"From the Left"

The 1998 Guelph Tribune columns

March 25, 1998

In an overwhelming display of good sense, city councillors decided to take control of this year's budget process out of the hands of the Finance and Administration Committee. Only two councillors, Dan Schnurr and Phil Cumming, were opposed. They are both members of the committee, and wanted to use it to cut city services rather than increase taxes. Even their Tory cronies around the horseshoe recognize that there is no sense tilting at the taxation windmills after what Mike Harris did to them. But our two municipal Don Quixotes continue to do chase their impossible dream, refusing to recognize reality, even when it threatens to knock them off their horses.

A couple of weeks ago, Lynda Prior was one of them. Actually, she still is. She's just a bit subdued now as she recovers from a case of foot in mouth disease she caught after taking some bad advice. Prior wanted to throw a lot of hard working city employees out of work. She didn't really care about the devastation this would wreak upon their families, as long as her own property tax didn't go up. Prior is unrepentant about this callous disregard for the people who keep our city running, but she has abandoned the fight. She can see that the $2.5 million shortfall from provincial down loading is an insurmountable barrier. Prior has now set her sights on a 3.5 per cent tax increase. Even this can't be accomplished without further cuts to city services. Odds are that we will end up with an increase closer to 5 per cent.

This whole budget exercise shows the true results of the trickle down economics preached by right wing politicians and their financier pals. This theory, in its simplest terms, says that cutting taxes puts more money into people's pockets. This money gets spent. The spending results in increased employment in the manufacturing and service sectors of the economy. The increased employment puts even more money into people's pockets. It is a simple minded solution to complicated problems, and, not surprisingly, it doesn't work.

The only thing that has trickled down is pain. Any money that working families could have saved through Harris's tax cut will be lost through city taxes and user fees. In the meanwhile, child poverty continues to rise as families struggle with the cruel realities of neo-conservative economic policy. Instead of money trickling down onto the heads of the poor, it is flooding up to the already wealthy. While the poor become poorer, the rich get richer.
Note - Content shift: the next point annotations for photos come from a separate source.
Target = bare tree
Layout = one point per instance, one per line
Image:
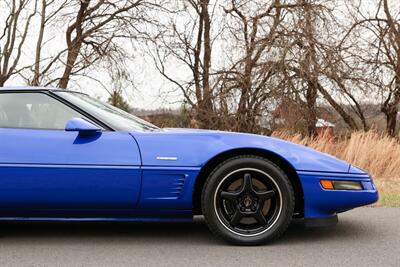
(92, 34)
(13, 36)
(190, 45)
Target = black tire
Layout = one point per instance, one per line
(235, 215)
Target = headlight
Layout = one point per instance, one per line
(341, 185)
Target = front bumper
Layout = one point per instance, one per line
(322, 203)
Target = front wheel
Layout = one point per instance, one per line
(248, 200)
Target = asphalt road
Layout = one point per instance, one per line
(363, 237)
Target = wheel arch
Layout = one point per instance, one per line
(273, 157)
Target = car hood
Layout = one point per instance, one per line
(195, 147)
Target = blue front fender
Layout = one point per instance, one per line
(193, 148)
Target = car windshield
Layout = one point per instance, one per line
(115, 118)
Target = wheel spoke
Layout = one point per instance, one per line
(230, 196)
(265, 195)
(247, 183)
(260, 218)
(236, 217)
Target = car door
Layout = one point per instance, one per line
(47, 171)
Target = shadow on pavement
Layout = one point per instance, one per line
(195, 232)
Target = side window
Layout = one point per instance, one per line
(34, 111)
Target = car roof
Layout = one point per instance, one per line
(35, 88)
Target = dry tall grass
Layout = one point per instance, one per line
(376, 153)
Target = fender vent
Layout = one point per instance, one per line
(177, 186)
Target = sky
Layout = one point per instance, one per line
(151, 90)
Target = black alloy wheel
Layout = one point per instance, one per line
(248, 200)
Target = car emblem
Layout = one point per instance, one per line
(167, 158)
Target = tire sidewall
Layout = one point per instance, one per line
(248, 162)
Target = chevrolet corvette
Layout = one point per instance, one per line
(67, 156)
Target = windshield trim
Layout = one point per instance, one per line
(59, 95)
(80, 110)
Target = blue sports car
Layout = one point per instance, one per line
(67, 156)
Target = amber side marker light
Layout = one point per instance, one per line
(341, 185)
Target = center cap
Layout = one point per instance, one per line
(247, 201)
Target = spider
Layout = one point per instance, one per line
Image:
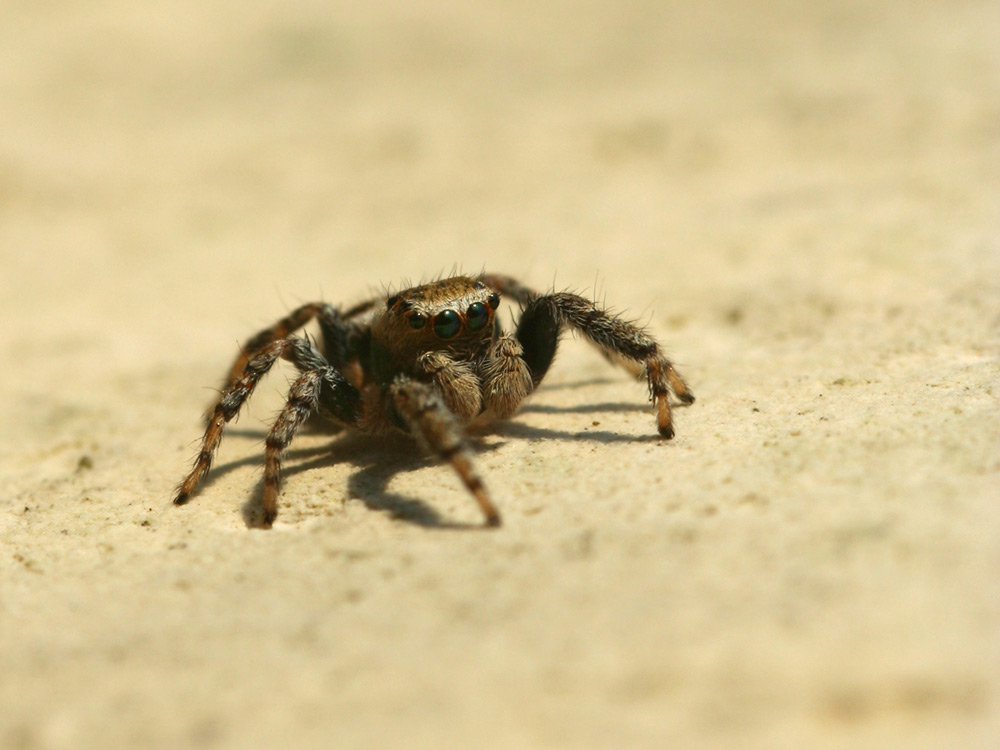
(427, 360)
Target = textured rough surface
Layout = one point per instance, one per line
(802, 200)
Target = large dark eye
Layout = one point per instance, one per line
(477, 316)
(447, 324)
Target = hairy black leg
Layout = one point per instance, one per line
(543, 318)
(303, 398)
(424, 412)
(538, 332)
(509, 287)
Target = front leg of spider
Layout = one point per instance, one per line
(424, 412)
(545, 316)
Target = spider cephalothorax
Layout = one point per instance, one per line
(427, 361)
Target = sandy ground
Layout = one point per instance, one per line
(801, 200)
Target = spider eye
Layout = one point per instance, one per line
(447, 324)
(477, 316)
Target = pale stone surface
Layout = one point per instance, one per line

A tax cut could have been possible, if a fair taxation system had been put in place by higher levels of government. A measure as simple as the Tobin tax, devised by a Nobel prize winning Harvard economist, could have eliminated the deficit quickly and painlessly. This tax would put a 0.2 per cent levy on all international financial transactions. A tremendous amount of wealth is made in the international money markets, and none of it is taxed. With the Tobin tax, the bond traders would still do very well for themselves while being forced to contribute something towards easing the social chaos they cause.

Unfortunately, neither the Liberals nor the Conservatives have the political will to do this. As a result, our city councillors have to operate in an environment where they have very few options. Given the realities within which they must make their choices, a tax freeze is politically and morally impossible.